И все же: чем выше по иерархической лестнице, тем сильнее политизируется и самопонимание чиновников. На самом верху чиновник становился субъектом позднеабсолютистской монополии на политику. И Гофман видит, как его Гиппель, свежеиспеченный владелец майората, идет этим путем наверх, в сферу политики. Мир политики является для Гофмана частью того большого мира, который похищает у него друга.

Социальная и связанная с нею политическая карьера друга понимаются Гофманом как движение, неизбежно направленное против художественного союза друзей и воплощенных в нем принципов равенства, непринужденности и взаимного доверия. Само искусство и художественный обмен остаются для него, в конечном счете, единственным прибежищем этих принципов. История отчуждения от друга заставляет Гофмана воспринимать сферу политики как враждебную для себя. При этом не конкретная политика, а сфера политики вообще воспринимается Гофманом как среда отчуждения. Этот опыт послужит ему темой для рассказа «Поэт и композитор».

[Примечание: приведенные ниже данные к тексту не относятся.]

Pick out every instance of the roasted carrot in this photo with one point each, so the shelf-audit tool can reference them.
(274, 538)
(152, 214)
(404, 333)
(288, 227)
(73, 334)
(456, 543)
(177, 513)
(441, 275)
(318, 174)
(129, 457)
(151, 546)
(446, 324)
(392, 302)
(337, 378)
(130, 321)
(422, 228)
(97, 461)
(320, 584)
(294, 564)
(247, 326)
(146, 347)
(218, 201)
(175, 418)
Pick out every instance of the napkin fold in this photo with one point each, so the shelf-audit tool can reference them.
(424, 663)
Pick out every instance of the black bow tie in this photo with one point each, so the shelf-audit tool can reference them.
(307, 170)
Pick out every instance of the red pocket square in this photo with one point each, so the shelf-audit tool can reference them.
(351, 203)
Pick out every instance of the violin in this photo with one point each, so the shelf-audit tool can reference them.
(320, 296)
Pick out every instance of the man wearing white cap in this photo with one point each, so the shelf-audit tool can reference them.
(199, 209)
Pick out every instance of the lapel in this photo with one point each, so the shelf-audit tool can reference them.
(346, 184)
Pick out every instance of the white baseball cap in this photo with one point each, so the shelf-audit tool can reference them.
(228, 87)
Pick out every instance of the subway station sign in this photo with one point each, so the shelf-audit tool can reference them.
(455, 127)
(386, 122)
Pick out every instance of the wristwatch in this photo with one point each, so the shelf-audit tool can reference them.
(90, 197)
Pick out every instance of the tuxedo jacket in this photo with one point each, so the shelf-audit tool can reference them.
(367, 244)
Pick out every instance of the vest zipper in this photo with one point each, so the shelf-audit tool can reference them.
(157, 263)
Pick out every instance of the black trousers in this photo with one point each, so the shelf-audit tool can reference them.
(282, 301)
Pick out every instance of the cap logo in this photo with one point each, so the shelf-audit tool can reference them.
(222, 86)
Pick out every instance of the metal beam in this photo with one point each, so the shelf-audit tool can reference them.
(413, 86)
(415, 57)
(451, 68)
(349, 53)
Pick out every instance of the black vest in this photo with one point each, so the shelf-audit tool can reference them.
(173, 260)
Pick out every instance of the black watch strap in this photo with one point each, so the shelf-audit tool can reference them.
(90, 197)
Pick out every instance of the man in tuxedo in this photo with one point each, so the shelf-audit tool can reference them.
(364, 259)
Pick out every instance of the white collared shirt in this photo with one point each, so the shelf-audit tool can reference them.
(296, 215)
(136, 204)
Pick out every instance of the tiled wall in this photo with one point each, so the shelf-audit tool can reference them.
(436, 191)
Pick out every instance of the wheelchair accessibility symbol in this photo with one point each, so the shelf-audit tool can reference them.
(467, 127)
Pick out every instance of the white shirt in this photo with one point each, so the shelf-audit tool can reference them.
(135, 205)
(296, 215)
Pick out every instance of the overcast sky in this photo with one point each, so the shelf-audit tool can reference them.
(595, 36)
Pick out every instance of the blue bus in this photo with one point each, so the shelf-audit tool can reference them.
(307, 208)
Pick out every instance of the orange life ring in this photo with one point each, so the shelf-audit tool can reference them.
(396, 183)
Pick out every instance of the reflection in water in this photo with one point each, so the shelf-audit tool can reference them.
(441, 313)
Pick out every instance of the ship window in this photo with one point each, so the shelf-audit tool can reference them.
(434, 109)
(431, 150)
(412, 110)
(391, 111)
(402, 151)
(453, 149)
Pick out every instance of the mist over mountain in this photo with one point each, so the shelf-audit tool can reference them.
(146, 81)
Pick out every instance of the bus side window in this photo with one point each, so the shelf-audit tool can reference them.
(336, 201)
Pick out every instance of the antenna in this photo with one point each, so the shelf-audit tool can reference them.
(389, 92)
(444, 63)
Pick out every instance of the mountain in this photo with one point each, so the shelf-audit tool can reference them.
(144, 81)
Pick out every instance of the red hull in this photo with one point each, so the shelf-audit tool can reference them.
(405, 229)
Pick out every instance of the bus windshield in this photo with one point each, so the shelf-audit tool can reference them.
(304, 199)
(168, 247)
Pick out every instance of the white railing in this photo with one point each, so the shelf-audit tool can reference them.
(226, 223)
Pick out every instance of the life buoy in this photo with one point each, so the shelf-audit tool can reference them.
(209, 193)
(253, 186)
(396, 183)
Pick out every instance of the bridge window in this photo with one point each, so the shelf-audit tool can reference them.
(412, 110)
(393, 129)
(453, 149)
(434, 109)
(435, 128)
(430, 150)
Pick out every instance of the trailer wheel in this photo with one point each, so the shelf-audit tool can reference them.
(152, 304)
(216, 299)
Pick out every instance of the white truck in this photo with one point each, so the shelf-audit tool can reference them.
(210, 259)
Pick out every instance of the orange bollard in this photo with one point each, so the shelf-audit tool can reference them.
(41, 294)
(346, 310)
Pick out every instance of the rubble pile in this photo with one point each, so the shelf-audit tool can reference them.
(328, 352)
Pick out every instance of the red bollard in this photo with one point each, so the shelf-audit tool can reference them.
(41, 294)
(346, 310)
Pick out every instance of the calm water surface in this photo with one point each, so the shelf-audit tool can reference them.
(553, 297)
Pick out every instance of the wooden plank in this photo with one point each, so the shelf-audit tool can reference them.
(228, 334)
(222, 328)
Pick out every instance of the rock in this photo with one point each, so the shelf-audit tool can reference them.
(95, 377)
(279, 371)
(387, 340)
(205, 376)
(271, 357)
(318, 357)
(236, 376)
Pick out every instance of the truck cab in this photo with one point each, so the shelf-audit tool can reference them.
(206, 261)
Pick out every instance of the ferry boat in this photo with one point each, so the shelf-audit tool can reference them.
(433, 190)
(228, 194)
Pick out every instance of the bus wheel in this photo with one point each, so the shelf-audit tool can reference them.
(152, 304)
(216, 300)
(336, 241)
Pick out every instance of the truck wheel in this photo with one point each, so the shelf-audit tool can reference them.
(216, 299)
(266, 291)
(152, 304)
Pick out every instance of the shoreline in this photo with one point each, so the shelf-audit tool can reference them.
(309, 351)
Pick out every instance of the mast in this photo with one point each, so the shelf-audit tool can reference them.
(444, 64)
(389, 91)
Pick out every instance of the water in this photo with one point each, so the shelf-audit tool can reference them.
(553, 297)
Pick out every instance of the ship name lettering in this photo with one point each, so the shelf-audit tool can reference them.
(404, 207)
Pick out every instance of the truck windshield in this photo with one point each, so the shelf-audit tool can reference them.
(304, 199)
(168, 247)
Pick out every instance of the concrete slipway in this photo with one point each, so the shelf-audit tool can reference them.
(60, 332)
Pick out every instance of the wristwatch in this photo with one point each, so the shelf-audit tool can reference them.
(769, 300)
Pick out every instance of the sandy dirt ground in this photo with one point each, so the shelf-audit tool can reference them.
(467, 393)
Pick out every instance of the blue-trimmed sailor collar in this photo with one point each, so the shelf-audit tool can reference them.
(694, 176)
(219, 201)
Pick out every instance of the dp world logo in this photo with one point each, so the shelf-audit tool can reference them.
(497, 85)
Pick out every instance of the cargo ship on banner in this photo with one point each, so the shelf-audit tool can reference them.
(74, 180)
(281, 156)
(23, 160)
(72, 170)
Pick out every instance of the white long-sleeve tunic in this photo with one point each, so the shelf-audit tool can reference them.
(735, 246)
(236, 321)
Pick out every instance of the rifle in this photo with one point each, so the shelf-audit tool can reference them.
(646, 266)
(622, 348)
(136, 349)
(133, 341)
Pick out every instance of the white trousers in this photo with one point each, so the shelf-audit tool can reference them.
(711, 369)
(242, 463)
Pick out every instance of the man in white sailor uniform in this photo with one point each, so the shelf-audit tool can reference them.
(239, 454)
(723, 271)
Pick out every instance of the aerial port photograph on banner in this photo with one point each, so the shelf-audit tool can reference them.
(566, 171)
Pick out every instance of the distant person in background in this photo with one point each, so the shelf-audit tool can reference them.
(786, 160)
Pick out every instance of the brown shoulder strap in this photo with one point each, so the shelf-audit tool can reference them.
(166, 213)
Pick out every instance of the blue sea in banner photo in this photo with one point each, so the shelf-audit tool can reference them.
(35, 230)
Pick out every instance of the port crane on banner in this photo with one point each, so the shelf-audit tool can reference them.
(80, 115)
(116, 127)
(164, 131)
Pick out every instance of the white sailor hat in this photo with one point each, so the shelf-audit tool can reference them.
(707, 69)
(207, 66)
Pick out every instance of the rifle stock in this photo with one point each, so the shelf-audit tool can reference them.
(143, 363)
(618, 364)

Но является ли Гиппель тем «гением», к которому были обращены «желания, надежды и мысли» мальчишеских лет? Сомнение на этот счет нарастает, когда Гофман наблюдает, как его друг придает большое значение какой-то встрече с представителями своего сословия. «Теперь я могу признаться тебе, что я со всей своей подозрительностью наблюдал при нашей последней встрече за малейшим твоим движением и не мог не заметить, с какой готовностью ты покинул меня ради ужина с представителями невесть какого сословия, встреченными тобою в Данциге», — пишет Гофман Гиппелю весной 1803 года.

Это «расставание» началось в 1796 году на похоронах старого Гиппеля и продолжилось год спустя на ярко освещенной лестнице дворца Личен. Гофман был покинут, оставлен наедине со своим искусством и мечтами о сентиментальной, одушевленной единомыслием дружбе.

В Личене Гофман оказался на пути в Кёнигсберг. Здесь ему предстояло провести почти два месяца. Его страсть к Доре вспыхнула с новой силой. «Позволь мне сказать тебе пару слов о том, что в Кёнигсберге я снова встретил ее, что она живет только для меня одного и что во время этого свидания все вокруг меня словно провалилось» (10 мая 1797). Как сообщает Гиппель, Гофман в избытке чувств даже подумывал о том, как бы устроить развод Доры и соединиться с нею. Вообразите себе: Гофман, которому едва исполнился 21 год, — отчим шестерых детей! Однако еще во время своего пребывания в Кёнигсберге он отказался от этого плана. В июне 1797 года он пишет о своем прощании: «При расставании в Кёнигсберге я так раскис, что плакал, точно дитя. Такая чувствительность противоестественна, противна моему характеру, моей манере выражать подобные чувства. Быть может, примешивалось предчувствие, мучительное для меня, что я никогда больше не увижу ее» (27 июня 1797). Дора пережила расставание легче и вскоре нашла замену — внештатного учителя Зибрандта. За него она, несколько позже, после развода с Хаттом и банкротства его предприятия, и вышла замуж. Все это замышлялось уже в конце 1797 года, о чем Гофман туманными намеками сообщал своему другу. При этом его чувства колеблются между яростью и печалью: «Часы прекраснейших мечтаний, которые я провел вместе с нею, наполняли меня райским блаженством, я вдыхал лишь аромат сладострастия — цветочное море наслаждения плескало вокруг меня свои волны! Но упоение прошло, и я натыкался на острые шипы там, где раньше, как мне казалось, ступал по розам!» (29 августа 1799). В начале 1798 года со всей этой историей было покончено: «С Кёнигсбергом я окончательно рассчитался» (25 февраля 1798).